Almy: A clover blend worth trying
When the founder of Bassmasters, Ray Scott, decided to try to find the best food landowners could plant for attracting and holding whitetail deer, little did he know he was starting a multi-billion dollar wildlife food plot industry. The time was the late 1980s, and his first offering was a blend of agricultural clovers deer especially liked in experiments he did on his property in Alabama.
Soon Scott realized that he probably could create an even better clover, one specially designed to meet the needs of America’s most popular game animal. He hired a skilled agronomist and over years of experimenting they developed a special blend of clovers, several of them the proprietary offerings of his company, the Whitetail Institute of North America. Hunters and land managers bought the offering and had spectacular results.
Soon the company expanded to offer other wildlife seeds for sportsmen who wanted to give back to the land and help wildlife. I’ve used many of those and they are all excellent. Some of them include oats and brassicas, good for fall planting. Others are mixtures of soybeans, lablab, sorghum and other plants for summer plots. That product goes under the name Power Plant. But my favorite Whitetail Institute product of all is still their Imperial Whitetail Clover.
Clover itself is fairly easy to establish and provides high protein level. And when perennial types are used, they can provide a food plot that lasts 3-5 years, sometimes even longer. A number of other wildlife seed companies now offer different mixtures of clover. But most have been simply blends of seeds they’ve found that deer like and that were already available and well-known for farming and agriculture. Now that’s changed.

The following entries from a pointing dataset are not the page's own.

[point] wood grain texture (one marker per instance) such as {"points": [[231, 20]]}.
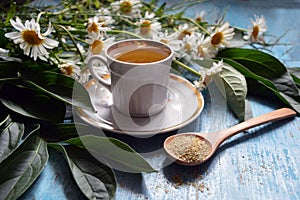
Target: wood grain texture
{"points": [[262, 163]]}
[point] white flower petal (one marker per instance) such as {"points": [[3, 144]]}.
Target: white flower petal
{"points": [[50, 43], [26, 48], [17, 24], [49, 30], [13, 35]]}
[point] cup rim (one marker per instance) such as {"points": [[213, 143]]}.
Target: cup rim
{"points": [[138, 39]]}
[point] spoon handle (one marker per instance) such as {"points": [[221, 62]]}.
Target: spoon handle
{"points": [[265, 118]]}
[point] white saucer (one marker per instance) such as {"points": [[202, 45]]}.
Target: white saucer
{"points": [[184, 105]]}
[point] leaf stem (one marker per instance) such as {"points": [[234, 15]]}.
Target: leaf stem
{"points": [[196, 24], [187, 68]]}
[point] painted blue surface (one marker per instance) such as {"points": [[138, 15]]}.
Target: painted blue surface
{"points": [[262, 163]]}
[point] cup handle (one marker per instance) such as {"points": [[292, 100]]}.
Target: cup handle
{"points": [[104, 82]]}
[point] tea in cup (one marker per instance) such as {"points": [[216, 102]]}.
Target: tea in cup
{"points": [[139, 75]]}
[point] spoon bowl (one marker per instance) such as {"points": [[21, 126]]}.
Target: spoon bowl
{"points": [[194, 148]]}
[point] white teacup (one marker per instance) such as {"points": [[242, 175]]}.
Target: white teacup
{"points": [[139, 71]]}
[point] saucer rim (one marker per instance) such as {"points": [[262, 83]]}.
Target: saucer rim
{"points": [[200, 101]]}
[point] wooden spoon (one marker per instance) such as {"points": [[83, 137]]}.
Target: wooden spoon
{"points": [[195, 148]]}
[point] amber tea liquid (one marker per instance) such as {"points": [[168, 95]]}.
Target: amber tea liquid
{"points": [[143, 55]]}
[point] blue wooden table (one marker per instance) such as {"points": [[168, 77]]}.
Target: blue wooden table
{"points": [[262, 163]]}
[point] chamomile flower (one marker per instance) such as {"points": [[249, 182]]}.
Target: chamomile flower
{"points": [[31, 40], [104, 17], [148, 25], [203, 49], [221, 36], [70, 69], [255, 32], [95, 25], [207, 74], [185, 30], [169, 39], [127, 7], [200, 17], [189, 42]]}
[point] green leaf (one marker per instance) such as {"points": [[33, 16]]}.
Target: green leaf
{"points": [[114, 152], [265, 83], [10, 136], [8, 70], [95, 180], [264, 65], [61, 131], [63, 88], [21, 168], [235, 86], [31, 103], [295, 73]]}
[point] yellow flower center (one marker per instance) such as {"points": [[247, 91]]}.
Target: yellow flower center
{"points": [[31, 37], [255, 32], [184, 33], [217, 38], [93, 28], [198, 19], [97, 47], [164, 41], [188, 47], [125, 7], [67, 70], [145, 27]]}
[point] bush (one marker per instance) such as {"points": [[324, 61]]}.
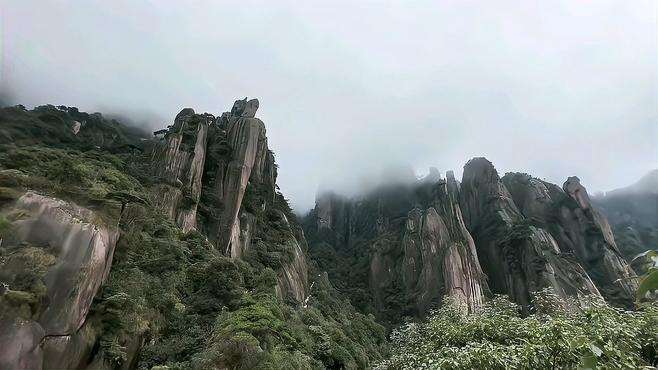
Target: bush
{"points": [[498, 337]]}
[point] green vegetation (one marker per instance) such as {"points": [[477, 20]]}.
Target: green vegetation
{"points": [[648, 284], [172, 294], [556, 335], [194, 308]]}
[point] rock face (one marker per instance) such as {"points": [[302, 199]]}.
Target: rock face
{"points": [[69, 254], [580, 230], [218, 176], [633, 215], [519, 258], [405, 245], [180, 158]]}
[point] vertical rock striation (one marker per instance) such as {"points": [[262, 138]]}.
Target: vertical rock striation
{"points": [[179, 159], [218, 176], [580, 230], [518, 257], [408, 239]]}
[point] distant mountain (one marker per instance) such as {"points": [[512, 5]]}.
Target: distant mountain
{"points": [[400, 250], [633, 215]]}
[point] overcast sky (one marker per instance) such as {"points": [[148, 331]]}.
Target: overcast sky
{"points": [[552, 88]]}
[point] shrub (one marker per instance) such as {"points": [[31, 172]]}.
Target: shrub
{"points": [[498, 337]]}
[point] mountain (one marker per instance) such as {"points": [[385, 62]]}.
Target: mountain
{"points": [[122, 250], [119, 251], [633, 214], [401, 249]]}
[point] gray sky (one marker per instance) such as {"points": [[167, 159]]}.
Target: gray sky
{"points": [[553, 88]]}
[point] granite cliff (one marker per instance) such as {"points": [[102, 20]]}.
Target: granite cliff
{"points": [[405, 248]]}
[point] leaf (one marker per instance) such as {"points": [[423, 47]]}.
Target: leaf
{"points": [[588, 362], [648, 283], [595, 350]]}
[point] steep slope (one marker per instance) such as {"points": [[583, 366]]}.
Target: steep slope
{"points": [[399, 250], [633, 214], [393, 250], [579, 229], [519, 258], [192, 258]]}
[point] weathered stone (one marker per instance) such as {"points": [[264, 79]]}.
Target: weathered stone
{"points": [[518, 258], [76, 251], [179, 159], [578, 229], [19, 344], [84, 252]]}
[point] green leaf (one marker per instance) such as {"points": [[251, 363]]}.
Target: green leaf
{"points": [[588, 362], [595, 350], [648, 283]]}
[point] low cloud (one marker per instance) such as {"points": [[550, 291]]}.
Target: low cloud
{"points": [[347, 89]]}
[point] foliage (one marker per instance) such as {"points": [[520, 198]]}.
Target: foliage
{"points": [[648, 286], [558, 335]]}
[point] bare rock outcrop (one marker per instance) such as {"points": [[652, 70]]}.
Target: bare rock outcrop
{"points": [[411, 242], [518, 258], [218, 176], [579, 229], [68, 253], [179, 159], [439, 255]]}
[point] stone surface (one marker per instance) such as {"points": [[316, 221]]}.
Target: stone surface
{"points": [[579, 230], [518, 257], [414, 239], [73, 250], [84, 252], [179, 159]]}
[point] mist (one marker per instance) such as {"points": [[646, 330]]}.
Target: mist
{"points": [[554, 89]]}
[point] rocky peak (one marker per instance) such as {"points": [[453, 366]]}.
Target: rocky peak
{"points": [[207, 167], [577, 192], [518, 258], [245, 108]]}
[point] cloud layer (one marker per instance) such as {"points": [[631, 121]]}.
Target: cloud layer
{"points": [[550, 88]]}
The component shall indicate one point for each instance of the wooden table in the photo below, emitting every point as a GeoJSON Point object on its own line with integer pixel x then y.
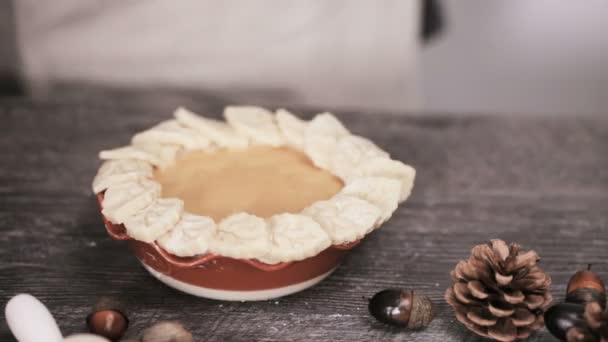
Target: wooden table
{"type": "Point", "coordinates": [539, 181]}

Another company is now offering an exclusive clover for deer hunters that is only available through them. It’s called Non-Typical Clover and is offered by the well-known company, Mossy Oak Biologic. The new clover it consists of is called “Critical Mass.”

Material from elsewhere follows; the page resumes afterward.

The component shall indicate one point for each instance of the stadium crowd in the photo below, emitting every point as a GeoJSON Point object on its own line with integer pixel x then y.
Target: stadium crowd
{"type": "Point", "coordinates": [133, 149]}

Says Bobby Cole, President of Mossy Oak: “it’s a true ladino and it is ours exclusively. We were attracted to the many great characteristics this clover has for wildlife. It is hands down the easiest to establish and latest to go to flower that we’ve ever seen.”
The clover is new, so I can’t report on my personal results, but from the early reports from several years of field testing, it has produced great results.
The clover comes up fast and grows aggressively when competing with grasses and weeds. It has a large leaf so a deer can fill his belly with fewer bites and get more nutrition for a given period of feeding. And the protein content is high. Testers in northern states have found it comes back strong after cold winters and stays green well into fall.
The clover has proven durable to heavy grazing pressure from deer and has an expected lifespan of 3-5 years, though it may last even longer than that.
Austin Delano, of BioLogic, says “One of the first observations the research team made in testing the Critical Mass variety of clover was the quick establishment and substantial initial growth. In addition to its aggressive growth, it produced a lot of forage. Non-Typical averaged right at three tons of forage per acre.”
No, I’ll never give up my plots of brassicas, oats, wheat, and summer products such as Eagle Seed’s Roundup Ready Soybeans or the Whitetail Institute’s Power Plant. But for the backbone of my food plot program, a plant that produces a bountiful supply of high-protein food from early spring through late fall is hard to beat. And that plant is white clover.
I’ll certainly still be putting plenty of Imperial Whitetail Clover in the ground. But along with those plantings there will be a few test plots of this new kid on the block –Â Non-Typical, from Plantbiologic.com.
My hunch is it will be a winner.
Award-winning outdoors writer Gerald Almy is a Maurertown resident.